A new exhibit at the New Haven Public Library showcases the fusion of prints by a New Haven artist and the poems that her artwork inspired.

“Enchanted Vision: An Exhibit of Mutually Inspired Prints and Poems” features the prints of New Haven artist Oi Fortin, and the first public showing of the poetry of Neil Edwards.

Until four years ago, the Thai-born Fortin was working in the corporate sector and had no experience as an artist. After taking a break and subsequently leaving her job after the birth of her daughter, she realized that she wanted to do something different with her life and took a course in printmaking at the Creative Arts Workshop.

“I needed another activity apart from being a mother and nursing my daughter,” she said. “I can express my feelings through paintings. It’s such a sanctuary to go into my studio.”
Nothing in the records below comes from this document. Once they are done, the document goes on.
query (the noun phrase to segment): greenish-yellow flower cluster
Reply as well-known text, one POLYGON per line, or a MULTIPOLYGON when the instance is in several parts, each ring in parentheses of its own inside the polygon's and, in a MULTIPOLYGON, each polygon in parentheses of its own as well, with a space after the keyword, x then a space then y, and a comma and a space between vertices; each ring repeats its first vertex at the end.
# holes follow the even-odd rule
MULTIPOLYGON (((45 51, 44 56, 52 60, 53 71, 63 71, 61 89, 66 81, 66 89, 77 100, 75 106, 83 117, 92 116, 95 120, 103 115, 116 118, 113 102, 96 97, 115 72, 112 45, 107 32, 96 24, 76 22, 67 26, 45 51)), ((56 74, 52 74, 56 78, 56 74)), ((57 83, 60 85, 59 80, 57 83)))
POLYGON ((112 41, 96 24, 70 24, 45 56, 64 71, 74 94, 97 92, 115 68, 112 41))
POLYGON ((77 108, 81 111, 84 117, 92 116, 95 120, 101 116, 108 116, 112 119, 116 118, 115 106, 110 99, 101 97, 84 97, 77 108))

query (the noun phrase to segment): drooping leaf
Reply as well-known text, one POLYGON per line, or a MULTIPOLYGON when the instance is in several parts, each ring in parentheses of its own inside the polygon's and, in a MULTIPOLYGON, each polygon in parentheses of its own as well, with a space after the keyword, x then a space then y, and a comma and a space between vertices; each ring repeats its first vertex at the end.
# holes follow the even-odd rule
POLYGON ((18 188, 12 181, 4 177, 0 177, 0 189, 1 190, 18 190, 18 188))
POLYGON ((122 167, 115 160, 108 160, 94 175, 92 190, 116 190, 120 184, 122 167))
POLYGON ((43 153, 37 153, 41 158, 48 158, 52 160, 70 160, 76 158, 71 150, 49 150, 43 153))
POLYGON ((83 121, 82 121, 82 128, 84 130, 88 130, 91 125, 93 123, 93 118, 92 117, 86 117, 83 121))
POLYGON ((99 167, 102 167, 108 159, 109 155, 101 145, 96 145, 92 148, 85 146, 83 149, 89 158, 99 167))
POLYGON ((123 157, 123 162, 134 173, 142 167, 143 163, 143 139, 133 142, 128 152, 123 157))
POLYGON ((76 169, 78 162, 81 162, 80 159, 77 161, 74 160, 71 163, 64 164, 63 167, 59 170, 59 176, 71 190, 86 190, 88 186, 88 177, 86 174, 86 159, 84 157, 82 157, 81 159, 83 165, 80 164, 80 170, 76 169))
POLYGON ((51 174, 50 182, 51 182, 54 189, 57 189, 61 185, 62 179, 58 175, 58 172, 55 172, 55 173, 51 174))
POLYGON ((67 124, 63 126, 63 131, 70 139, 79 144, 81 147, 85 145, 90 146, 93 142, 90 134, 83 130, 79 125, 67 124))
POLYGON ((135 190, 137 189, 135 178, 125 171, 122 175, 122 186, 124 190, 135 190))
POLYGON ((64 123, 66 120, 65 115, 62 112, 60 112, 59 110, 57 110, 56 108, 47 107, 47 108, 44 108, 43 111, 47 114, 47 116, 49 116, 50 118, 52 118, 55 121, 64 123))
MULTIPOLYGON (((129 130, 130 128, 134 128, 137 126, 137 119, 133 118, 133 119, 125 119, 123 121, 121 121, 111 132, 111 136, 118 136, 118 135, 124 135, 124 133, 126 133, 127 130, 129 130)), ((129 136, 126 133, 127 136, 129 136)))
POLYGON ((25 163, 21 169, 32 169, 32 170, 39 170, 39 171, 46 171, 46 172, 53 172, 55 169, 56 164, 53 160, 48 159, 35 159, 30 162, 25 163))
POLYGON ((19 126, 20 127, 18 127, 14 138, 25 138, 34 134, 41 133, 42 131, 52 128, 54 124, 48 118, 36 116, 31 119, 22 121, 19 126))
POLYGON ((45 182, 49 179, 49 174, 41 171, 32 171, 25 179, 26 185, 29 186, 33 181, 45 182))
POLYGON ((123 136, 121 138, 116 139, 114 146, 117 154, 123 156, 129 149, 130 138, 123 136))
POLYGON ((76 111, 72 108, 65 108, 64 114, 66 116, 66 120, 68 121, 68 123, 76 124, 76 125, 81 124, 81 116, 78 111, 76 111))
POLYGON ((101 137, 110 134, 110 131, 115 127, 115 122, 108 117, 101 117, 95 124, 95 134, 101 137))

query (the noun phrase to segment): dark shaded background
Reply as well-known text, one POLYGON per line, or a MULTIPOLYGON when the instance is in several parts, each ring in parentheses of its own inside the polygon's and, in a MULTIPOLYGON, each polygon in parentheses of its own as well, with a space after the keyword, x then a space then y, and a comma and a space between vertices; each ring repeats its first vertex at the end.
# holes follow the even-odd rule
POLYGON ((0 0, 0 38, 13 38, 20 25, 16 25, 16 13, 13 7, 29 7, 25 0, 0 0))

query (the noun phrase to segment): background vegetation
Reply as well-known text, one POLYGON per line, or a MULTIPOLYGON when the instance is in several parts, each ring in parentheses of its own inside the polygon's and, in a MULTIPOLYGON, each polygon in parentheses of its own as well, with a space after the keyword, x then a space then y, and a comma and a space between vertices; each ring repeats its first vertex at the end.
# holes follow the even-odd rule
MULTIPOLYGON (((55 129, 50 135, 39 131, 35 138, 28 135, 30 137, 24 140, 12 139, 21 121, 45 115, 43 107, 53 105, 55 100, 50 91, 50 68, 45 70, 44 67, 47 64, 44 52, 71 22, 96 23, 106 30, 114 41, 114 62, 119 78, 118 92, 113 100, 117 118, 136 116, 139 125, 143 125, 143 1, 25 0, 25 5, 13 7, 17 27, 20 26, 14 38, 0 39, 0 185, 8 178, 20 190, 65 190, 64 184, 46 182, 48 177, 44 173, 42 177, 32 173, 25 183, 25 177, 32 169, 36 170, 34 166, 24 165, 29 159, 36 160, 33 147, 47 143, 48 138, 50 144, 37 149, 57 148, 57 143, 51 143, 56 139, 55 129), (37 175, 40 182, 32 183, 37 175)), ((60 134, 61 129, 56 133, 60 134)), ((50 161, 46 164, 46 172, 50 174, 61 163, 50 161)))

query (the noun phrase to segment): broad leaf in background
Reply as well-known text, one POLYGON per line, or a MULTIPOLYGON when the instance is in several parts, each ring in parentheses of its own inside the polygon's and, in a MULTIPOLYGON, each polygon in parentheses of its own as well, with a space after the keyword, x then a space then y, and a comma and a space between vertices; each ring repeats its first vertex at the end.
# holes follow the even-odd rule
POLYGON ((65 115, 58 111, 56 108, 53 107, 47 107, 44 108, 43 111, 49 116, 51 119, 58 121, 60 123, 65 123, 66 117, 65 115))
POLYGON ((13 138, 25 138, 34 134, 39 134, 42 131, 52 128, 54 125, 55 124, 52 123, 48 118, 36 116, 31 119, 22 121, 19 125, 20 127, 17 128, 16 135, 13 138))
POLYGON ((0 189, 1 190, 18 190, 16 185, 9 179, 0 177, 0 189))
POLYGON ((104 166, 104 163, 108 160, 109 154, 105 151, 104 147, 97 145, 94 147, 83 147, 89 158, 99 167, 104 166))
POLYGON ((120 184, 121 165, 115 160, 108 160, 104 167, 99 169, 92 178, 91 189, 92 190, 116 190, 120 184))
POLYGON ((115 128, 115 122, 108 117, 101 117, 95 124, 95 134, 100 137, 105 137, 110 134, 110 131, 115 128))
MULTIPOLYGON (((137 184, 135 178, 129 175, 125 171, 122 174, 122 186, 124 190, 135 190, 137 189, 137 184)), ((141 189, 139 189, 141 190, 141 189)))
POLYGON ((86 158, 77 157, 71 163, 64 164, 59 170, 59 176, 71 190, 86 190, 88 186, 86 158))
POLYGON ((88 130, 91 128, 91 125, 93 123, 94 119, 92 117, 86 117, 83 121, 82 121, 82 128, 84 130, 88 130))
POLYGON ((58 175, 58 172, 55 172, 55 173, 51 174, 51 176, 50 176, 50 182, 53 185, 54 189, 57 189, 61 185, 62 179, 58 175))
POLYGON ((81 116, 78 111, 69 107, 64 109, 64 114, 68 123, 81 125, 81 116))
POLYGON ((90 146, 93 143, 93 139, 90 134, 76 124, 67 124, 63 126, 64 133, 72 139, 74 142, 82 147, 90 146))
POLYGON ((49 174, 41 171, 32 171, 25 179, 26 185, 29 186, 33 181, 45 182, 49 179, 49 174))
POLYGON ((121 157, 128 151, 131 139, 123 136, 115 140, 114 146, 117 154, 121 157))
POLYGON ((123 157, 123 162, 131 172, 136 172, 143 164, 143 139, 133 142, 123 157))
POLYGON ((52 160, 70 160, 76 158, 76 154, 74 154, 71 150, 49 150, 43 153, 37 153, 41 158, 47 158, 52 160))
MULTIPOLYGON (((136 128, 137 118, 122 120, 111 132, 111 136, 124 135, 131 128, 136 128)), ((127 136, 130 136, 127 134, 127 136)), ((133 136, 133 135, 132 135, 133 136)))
Fortin works in monoprints — a process in which an artist paints on plexiglass and then transfers the pattern to paper. Her designs use very bright colors, a characteristic she attributes partially to her childhood in Thailand.

“I grew up in a temple area in Thailand where the colors are extremely vibrant. I would just look around and there would be rice paddies of the brightest green,” she said. “I love working in reds, blacks and oranges.”

Fortin said she also gets inspiration from current events and also from her travels, including her work in a refugee camp in Afghanistan.

Fortin and Edwards teamed up after Edwards saw Fortin’s work at the Pirelli Building at the “City-wide Open Studios” exhibit last year.

“One of her paintings I saw was of a ruin in Thailand that I had actually visited,” he said. “I wrote a poem about that painting and Oi was so impressed she decided to show me more.”

Edwards and Oi then decided to put up an exhibit together, with his poetry complementing her prints. All the poetry on display has been written in the last year, from Oct. 2002 up until September of this year.

Edwards has been writing since he was a young boy but has never published his work. This exhibit is the first time he has shown his poems publicly, and he said he hopes he and Oi will publish a book together someday.

“It’s been a wonderful experience,” Fortin said of her work with Edwards. “It’s very one sided. He says what he sees, which is often something I hadn’t seen, and then he writes about it.”

Fortin said she hopes her work will be shown more widely in the future.

“I have a pipe dream to go to a modern art museum, something like MoMA, or the Guggenheim. But I’ve been accepted as well as rejected so many times; I’ve learned to accept whatever comes,” she said. “Some people like your art and some people don’t, and you can’t let it upset you.”

“Enchanted Vision” will run from Sept. 5 through Sept. 30, Monday through Friday on the lower level of the New Haven Public Library. It is free and open to the public.